Magnificent Bastard: Cesare is this in more ways than one. He's already the other kind of bastard, spends most of his free time plotting with his dad, manages to see problems patriarch Rodrigo missed from a mile away, and managed to escape the French troops in no time. Admittedly, his guards were Too Dumb to Live, but still.
The three of them each have subtley different takes on this trope. Rodrigo is at his best with one-on-one manipulation and charm. Cesare is mainly The Strategist and prefers to cleverly outwit the enemy rather than manipulate him. Lucrezia relies mainly on personal magnetism and an innocent persona that is only partly an act.
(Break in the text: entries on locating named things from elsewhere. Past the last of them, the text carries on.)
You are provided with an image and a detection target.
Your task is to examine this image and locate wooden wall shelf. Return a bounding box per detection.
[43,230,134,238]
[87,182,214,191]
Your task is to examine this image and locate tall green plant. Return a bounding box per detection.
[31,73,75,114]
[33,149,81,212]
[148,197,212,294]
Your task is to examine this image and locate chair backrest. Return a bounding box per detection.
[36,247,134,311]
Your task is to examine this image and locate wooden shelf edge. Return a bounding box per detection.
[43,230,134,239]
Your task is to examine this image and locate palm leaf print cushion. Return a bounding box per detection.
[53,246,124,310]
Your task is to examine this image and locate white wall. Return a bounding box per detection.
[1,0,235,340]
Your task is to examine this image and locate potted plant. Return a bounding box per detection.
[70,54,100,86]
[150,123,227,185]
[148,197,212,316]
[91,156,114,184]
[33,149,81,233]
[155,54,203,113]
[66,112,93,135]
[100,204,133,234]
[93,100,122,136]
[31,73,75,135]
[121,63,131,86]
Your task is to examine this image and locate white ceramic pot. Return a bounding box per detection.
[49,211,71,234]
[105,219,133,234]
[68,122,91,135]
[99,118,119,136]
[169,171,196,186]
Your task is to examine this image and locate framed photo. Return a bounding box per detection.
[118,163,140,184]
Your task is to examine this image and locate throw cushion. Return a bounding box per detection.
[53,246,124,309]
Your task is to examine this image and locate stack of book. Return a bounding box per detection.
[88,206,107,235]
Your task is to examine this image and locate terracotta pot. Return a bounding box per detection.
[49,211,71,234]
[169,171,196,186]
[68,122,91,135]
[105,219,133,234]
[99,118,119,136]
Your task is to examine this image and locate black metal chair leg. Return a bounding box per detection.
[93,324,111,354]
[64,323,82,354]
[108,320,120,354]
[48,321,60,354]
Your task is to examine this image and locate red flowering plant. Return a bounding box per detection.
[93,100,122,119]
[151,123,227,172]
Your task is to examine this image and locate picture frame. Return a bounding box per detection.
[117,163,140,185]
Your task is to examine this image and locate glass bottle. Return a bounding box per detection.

Cesare's candidates: He ordered the murder of an innocent bystander in order to save his father's political career. Building a relationship with Ursula completely around lies, then killing her husband. The ruthless torture of French soldiers, and lastly, the murder of Giovanni Sforza, though we hardly mourn for either. Finally, murdering his brother Juan may have been necessary given his increasingly dangerous behaviour, but the fact that he carries it out with no remorse or emotion apart from vengeance shows the Protagonist Journey to Villain is finally complete.
Juan's Curb-Stomp Battle with Theo, which only occurs because Juan's an idiot who believes in gossip and can't control his temper.
His murder of Paolo is perhaps a better example of this. Lucrezia certainly thinks this.
The French army crossed it when they massacred Lucca. After they agreed to surrender.
As an extension of this, despite his foolish inability to realize exactly how brutally the French would act, instigating the French invasion of his homeland can be considered Cardinal della Rovere's.
When Ludovico Sforza had his nephew poisoned right in front of Ascanio, all the while saying that he will gladly welcome French arms with open arms of his own.
The Scrappy: Ursula is pretty well despised by the fandom partly due to the lack of development in her relationship with Cesare, but mostly due to her Mary Sue qualities that make her appear flawlessly perfect.
Stuffed In The Fridge: Maria, the maid in "The Assassin". Micheletto seduces, then brutally murders her, with her death being the "proof" needed for Micheletto and Cesare to set up della Rovere to be banished from Rome. She basically dies so the audience can see how ruthless Micheletto and Cesare are, and to set up della Rovere's revenge angle.
Arguably, a male version with Paolo. His story function was to give Lucrezia the natural-born son she may have had in history and a paramour whom she loved, then die tragically. He's more or less a Purity Sue.
And now, Ursula is dead too. Since she's regarded as The Scrappy by most people, it's unlikely anyone will be too upset by this, even though Cesare all but lampshades the fact that her role was to make him more ruthless; "[her death] has released my heart of all emotions but one: vengeance".
Squick: The various torture scenes, most of the gore is actually offscreen but that's bad enough.
Gioffre's wedding night. He's a kid of thirteen (and looks younger) who's about to have sex with a grown woman, he may look happy about it but that doesn't mean the audience is.
They Wasted a Perfectly Good Plot: The murder of Paolo is more or less resolved in logical but very undramatic fashion in the first fifteen minutes of the episode following. Lucrezia remembers Paolo did not read or write and couldn't sign his name, much less leave a suicide note; she knows of only three people who even possibly knew about them and two of them, if not in favor, were at least accepting; and the third reacted violently to even the possiblity. She mentions Juan to Rodrigo, who confronts him with Cesare and their mother, and Juan admits it, because he's proud of "defending her honor".
While it's mostly for the sake of being allowed on television, cutting out the incest within the Borgia family does remove a rather important dimension of their dynamic as well. As of season 3 episode 3, Cesare and Lucrezia's Incest Subtext has now moved up to actual sex.